With this kind of premise, it's hard to draw clean lines between the "good guys" and "bad guys." Sapience is viewed by many in Donovan's world as a terrorist organization, and there's validity to that viewpoint--but at the same time, their admirable desire for human independence complicates the reader's response to them. By the same token, if the zhree seem generally willing to share their technology and their resources with humanity, there's no doubt that humans are second-class citizens in zhree society, and that becomes all the more apparent in CROSS FIRE, where the zhree decide that Earth is too costly to maintain and make plans to evacuate, knowing full well that their departure will leave the planet vulnerable to other alien races bent on the annihilation of humankind.
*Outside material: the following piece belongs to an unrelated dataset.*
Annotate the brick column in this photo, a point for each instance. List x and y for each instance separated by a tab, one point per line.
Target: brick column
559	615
Under that scenario, Donovan is faced with a wrenching choice: to stay behind on a threatened planet in order to defend his own species, or to accept the zhree's offer to take a tiny percentage of the human population, himself included, with them.
It's just at this point in the narrative, though, that I feel Lee adopts a course that reduces some of the moral complexity she's established. I don't want to give anything away, but suffice it to say that the book takes a turn at its approximate midpoint that makes Donovan's choice no less physically demanding but somewhat less ethically challenging. Later in the book, a second turn--one that, like the first, hinges on the sudden appearance of a fresh threat just at the moment of a critical decision on Donovan's part--similarly serves to draw somewhat cleaner lines between heroes and villains. I wonder how Lee would have worked out the issues she set up if these plot twists had not occurred, and whether that resolution would have been more morally murky but intellectually satisfying.
That being said, I loved CROSS FIRE and found it in some ways even better than its predecessor (which is rare for sequels). If you're interested in reading Lee's book, leave a comment on this blog post; I'll be giving the book away to one person chosen at random from the comments.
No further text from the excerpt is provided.